Questioning Ms Campbell-Ainger about her report and its findings, which had not included interviewing the day ward nurses and had failed to come up with a conclusion about its own contribution to Mr Hartley's death, Mr Longstaff said: "You didn't speak to the right people at all.

"It seems remarkable to me that the nurses involved in Mr Hartley's care during the day are conspicuous by their absence."

However, Mr Longstaff did note a raft of actions had since been put in place, including more training and awareness among staff of the clinic's policies and trainings and the importance of escalating concerns and record-keeping.

The clinic did not have a policy on dealing with post-operative water retention at the time and it is still not routine that all its post-operative patients are given fluid balance charts, the hearing was told.

Ms Campbell-Aingre said she was confident its actions would reduce risks, saying: "They will all drastically minimise the chance of this happening again."

But speaking after the inquest, Mr Hartley's family were critical of the clinic's actions following his death.

His daughter Allison Hartley, 42, of Ilkley, said: "They never asked to meet us after dad died until this inquest, we never had any condolences from them.

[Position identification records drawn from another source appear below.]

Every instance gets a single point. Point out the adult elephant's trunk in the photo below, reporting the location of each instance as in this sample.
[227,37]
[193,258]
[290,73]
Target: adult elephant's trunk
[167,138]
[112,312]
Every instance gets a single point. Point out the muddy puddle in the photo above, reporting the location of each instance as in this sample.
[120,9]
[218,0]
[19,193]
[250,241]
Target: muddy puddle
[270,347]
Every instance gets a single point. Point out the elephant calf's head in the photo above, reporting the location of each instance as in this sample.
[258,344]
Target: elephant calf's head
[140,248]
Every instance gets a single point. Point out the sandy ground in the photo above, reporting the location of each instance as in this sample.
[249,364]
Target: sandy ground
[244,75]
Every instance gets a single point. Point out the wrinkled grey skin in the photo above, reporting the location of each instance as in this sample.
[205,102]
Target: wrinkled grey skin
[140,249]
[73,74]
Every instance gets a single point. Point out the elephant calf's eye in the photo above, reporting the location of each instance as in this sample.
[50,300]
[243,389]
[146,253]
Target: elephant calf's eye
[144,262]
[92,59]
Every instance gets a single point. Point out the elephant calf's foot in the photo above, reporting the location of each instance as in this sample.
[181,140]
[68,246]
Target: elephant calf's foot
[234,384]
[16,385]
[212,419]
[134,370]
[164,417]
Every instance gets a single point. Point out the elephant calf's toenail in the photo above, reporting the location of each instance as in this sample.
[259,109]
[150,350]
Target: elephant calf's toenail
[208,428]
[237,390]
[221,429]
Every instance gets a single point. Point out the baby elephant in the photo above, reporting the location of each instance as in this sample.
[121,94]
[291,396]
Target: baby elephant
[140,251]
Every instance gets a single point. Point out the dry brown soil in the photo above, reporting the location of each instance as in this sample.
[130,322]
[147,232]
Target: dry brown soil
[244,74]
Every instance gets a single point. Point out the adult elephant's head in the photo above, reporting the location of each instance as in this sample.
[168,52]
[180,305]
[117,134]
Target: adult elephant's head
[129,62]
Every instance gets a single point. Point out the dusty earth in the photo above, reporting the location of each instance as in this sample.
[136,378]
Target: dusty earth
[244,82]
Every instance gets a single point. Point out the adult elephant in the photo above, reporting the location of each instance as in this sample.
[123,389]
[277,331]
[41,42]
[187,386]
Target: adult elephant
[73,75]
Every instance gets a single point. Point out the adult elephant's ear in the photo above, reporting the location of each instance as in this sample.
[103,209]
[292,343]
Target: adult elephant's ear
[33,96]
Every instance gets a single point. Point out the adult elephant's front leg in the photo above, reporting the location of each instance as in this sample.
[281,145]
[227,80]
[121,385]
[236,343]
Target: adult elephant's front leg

"We have been frustrated by their lack of co-operation and the missing gaps in their own investigation - massive gaps at critical points of dad's care.

"It's unbelievable. Dad chose the Yorkshire Clinic because we expected a high standard of care to be provided but we have been shocked by what happened."

A spokesman for the Yorkshire Clinic said: "The Yorkshire Clinic would like to offer its sincere condolences to the family of Mr Hartley and we apologise for the shortcomings in the care that was given. 

"The Yorkshire Clinic has already undertaken a thorough internal investigation and as a result a number of action plans have been put in place to ensure that this does not happen again. 

"We remain committed to providing all of our patients with the highest quality of care and the safety and well being of our patients is of utmost importance to us."